Thursday, January 23, 2020

One More Thing . . .

So, what we have so far:

In working on this series, I have quoted from a website, which shall remain nameless:
A member of the Pulitzer Prize jury, the late Frank McConnell helped science fiction gain standing as serious literature. [. . .] Initially believing that science fiction is primarily one of many forms of storytelling, McConnell gradually recognized science fiction as a modern expression of Gnosticism, rejecting bodily concerns for an emphasis on spirituality. [Emphasis added.]
In one of my replies to a comment from a reader, Randy Stafford, I wrote:
Harold Bloom [. . . .] wrote on Gnosticism, too, including in a book called The American Religion: The Emergence of the Post-Christian Nation (1992, 2006). In that book (I haven't read it), he evidently proposed a unified-field theory of his subject, saying that American religion is essentially Gnostic.
In various political movements, science and religion have become wed: any science fiction that is progressive, leftist, socialist, or Marxist in nature would seem to have been born from that union. Science fiction certainly has its gnostic progenitors and practitioners, including Joseph Smith, Madame Blavatsky, Richard S. Shaver, L. Ron Hubbard, and even Charles Fort. In one of his comments, Mr. Stafford pointed out that Philip K. Dick "is frequently cited as gnostic, especially [in] The Three Stigmata of Palmer Eldritch." I'm sure there are other gnostic authors, novels, and characters, including Weston, the villain in C.S. Lewis' Space Trilogy.

Randy Stafford also wrote: "I think Brian Aldiss had the notion that [science fiction] was essentially gothic." Mr. Aldiss put forth that idea, I think, in his book The Billion Year Spree: The True History of Science Fiction (1973). (Unfortunately I don't have a copy of this book.) Here is a quote from that fount of all knowledge, Wikipedia, from Mr. Aldiss' book:
Science fiction is the search for a definition of man and his status in the universe which will stand in our advanced but confused state of knowledge (science) and is characteristically cast in the Gothic or post-Gothic mode.
There is plenty of gothic science fiction to be sure, from Frankenstein (1) to Neuromancer to Star Wars: The Rise of Skywalker, which might be the most gothic of all of the Star Wars movies so far. (This is assuming that Star Wars is science fiction and not something else.) (2) Now I have this, from a book I picked up over Christmastime:
Science fiction does not tend to support a given political establishment, but on a deeper level it almost invariably backs the basic tenet of Western civilization: that is, the concept that the individual man is worth more than the organization--whatever it may be--and that nothing is more important than human freedom. (3)
So according to whom you believe, science fiction is essentially gnostic, or gothic, or classically liberal. I'm not sure that any two of these things are easily reconcilable. I'm more inclined to think that some science fiction is gnostic, some gothic, some classically liberal, and some other things altogether. It's probably too simplistic to say that science fiction is all basically one thing--not that anyone is saying that, I guess.

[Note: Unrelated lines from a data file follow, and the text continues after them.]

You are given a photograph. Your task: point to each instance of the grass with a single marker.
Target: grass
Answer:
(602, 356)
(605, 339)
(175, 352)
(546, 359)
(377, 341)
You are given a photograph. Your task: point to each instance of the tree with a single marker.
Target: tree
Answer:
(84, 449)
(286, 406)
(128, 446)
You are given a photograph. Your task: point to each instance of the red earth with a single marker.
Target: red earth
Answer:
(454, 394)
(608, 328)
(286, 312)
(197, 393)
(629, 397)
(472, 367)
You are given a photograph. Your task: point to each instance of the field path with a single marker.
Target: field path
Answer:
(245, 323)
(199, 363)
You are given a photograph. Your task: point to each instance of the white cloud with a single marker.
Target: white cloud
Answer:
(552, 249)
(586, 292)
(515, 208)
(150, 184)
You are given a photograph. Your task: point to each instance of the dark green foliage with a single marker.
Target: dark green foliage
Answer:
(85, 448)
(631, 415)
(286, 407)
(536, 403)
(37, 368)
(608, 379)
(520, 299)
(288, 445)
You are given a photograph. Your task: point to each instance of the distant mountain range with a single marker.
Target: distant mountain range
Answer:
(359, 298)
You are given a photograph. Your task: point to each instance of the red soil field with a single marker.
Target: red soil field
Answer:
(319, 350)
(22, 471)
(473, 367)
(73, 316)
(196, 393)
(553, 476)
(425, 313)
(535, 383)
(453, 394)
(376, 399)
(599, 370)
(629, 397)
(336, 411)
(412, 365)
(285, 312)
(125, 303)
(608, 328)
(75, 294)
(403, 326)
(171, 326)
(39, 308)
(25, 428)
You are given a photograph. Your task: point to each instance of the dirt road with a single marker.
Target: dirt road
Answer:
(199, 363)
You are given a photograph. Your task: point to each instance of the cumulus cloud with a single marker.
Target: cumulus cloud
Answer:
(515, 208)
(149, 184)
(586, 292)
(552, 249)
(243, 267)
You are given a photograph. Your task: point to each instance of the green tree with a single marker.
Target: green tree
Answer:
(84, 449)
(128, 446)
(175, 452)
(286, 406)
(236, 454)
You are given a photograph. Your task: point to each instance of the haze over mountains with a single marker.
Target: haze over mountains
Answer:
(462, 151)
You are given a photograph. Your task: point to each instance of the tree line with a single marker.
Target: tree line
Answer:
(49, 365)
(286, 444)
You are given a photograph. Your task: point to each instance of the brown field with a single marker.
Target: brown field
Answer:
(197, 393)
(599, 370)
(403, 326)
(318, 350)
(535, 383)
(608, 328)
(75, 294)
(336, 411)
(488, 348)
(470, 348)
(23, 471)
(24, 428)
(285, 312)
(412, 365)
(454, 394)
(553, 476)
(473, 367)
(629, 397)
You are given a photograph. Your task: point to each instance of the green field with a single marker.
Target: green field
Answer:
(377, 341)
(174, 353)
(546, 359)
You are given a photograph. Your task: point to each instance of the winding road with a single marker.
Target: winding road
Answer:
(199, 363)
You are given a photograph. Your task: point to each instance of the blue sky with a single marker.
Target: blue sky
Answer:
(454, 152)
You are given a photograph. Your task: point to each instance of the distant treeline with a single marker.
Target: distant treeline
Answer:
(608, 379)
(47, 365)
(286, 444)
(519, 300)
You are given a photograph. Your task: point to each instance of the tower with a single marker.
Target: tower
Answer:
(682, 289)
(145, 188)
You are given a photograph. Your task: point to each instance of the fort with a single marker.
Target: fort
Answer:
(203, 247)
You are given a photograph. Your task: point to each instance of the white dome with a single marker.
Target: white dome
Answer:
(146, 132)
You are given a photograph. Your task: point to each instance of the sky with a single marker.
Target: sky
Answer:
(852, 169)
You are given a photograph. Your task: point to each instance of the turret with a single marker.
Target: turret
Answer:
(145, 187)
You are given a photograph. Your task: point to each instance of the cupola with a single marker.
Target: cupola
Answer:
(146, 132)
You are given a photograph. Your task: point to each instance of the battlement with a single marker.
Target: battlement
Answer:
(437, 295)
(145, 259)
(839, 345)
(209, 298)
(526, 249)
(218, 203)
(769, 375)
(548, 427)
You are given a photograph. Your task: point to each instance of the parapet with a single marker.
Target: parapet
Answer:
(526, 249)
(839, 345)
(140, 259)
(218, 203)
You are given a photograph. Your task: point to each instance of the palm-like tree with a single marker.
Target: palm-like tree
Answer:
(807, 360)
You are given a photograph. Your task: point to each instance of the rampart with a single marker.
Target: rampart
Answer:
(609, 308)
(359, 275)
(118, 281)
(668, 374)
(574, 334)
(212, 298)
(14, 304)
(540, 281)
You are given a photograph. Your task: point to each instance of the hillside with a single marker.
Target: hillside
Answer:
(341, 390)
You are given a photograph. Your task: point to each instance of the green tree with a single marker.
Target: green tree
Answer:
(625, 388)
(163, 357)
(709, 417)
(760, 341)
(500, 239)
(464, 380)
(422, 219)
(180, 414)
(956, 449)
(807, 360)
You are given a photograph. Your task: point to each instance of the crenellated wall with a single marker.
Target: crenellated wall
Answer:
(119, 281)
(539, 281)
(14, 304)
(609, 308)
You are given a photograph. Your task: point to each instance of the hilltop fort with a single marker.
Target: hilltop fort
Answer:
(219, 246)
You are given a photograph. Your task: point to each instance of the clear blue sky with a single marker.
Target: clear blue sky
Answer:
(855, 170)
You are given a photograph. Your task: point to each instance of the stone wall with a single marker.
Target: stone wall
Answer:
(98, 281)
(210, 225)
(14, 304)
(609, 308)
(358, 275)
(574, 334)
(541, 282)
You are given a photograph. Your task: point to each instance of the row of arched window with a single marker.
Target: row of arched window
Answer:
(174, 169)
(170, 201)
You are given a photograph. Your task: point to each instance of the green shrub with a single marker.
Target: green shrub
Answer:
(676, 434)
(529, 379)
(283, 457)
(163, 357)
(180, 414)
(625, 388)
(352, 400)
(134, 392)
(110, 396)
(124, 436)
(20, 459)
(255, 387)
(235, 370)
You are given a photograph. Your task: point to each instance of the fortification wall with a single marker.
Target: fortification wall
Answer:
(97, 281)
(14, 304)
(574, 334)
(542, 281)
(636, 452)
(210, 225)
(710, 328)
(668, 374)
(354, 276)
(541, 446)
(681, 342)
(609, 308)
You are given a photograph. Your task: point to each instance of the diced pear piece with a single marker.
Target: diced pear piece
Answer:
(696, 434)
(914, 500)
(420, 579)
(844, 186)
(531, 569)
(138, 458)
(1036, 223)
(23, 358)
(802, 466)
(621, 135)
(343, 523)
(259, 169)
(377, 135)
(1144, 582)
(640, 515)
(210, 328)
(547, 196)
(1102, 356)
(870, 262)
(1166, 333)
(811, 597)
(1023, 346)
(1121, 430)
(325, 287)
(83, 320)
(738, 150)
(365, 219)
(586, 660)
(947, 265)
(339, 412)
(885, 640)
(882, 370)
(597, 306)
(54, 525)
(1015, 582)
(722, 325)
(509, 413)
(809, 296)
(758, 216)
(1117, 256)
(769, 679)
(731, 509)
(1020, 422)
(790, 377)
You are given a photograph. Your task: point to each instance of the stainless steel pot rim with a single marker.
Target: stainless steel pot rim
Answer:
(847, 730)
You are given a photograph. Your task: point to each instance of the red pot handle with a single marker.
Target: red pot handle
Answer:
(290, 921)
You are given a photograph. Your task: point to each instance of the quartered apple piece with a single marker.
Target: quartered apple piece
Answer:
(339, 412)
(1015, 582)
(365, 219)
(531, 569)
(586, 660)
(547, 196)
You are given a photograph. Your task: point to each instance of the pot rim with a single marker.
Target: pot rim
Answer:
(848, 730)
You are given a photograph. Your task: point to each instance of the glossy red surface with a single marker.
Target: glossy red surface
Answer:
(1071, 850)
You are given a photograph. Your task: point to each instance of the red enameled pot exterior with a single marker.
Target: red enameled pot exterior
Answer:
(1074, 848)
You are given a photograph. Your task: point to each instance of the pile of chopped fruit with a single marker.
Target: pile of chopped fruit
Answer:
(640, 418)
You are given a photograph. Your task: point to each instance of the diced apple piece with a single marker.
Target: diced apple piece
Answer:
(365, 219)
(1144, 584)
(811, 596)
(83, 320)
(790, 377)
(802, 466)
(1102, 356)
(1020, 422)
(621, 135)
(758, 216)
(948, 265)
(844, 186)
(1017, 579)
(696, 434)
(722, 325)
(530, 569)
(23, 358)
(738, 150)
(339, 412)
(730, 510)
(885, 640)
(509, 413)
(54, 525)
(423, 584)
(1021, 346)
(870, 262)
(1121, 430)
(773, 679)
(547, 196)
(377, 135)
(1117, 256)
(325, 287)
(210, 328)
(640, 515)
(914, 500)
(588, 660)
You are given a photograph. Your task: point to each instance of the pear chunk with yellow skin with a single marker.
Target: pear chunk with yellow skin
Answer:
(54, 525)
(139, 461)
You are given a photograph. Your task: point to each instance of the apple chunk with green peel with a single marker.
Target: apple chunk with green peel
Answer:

And here's a thought: why do we not have theorizing like this about weird fiction? Could it be that weird fiction comes from a pre-intellectual or pre-academic culture? Is weird fiction, being an essentially conservative genre, necessarily anti-intellectual and so defies this kind of theorizing?

Notes
(1) Frankenstein is subtitled The Modern Prometheus. I think that like Frankenstein's monster, Mary Shelley's book is a hybrid: a proto-science fiction novel and a gothic romance. Well, as it turns out Ayn Rand's protagonist in Anthem, Equality 7-2521, takes the name Prometheus once he has gained--or made--his freedom. The theme, I think, is much the same in both books as in so much of our popular literature: a man reaching for godlike power. In Frankenstein, written perhaps by a closeted conservative, he falls short, but in Anthem, a book by an atheist and innovator, he may yet succeed. In any case, Anthem is a dystopian/post-apocalyptic novel, a genre that is very often gothic in its mood and imagery. Even 1984 has its gothic elements.
(2) The scenes in Star Wars: The Rise of Skywalker that take place on the planet of the Sith are obviously infused with gothicism. They remind me of the drawings of Piranesi, more yet like images from Barlowe's Inferno by Wayne Douglas Barlowe. As for the Sith themselves, well, they are ghost-like or wraith-like figures in black robes and hoods (hoodies like the guy pirating the movie in the public service announcements before it begins) and chant like they're in Carmina Burana. Their world waits in darkness and drips with decay. William Basinski could easily have composed the score for their part of the movie.
(3) From "The Role of Science Fiction" by Ben Bova in Science Fiction: Today and Tomorrow, A Discursive Symposium, edited by Reginald Bretnor (Baltimore, MD: Penguin Books, 1974), p. 11.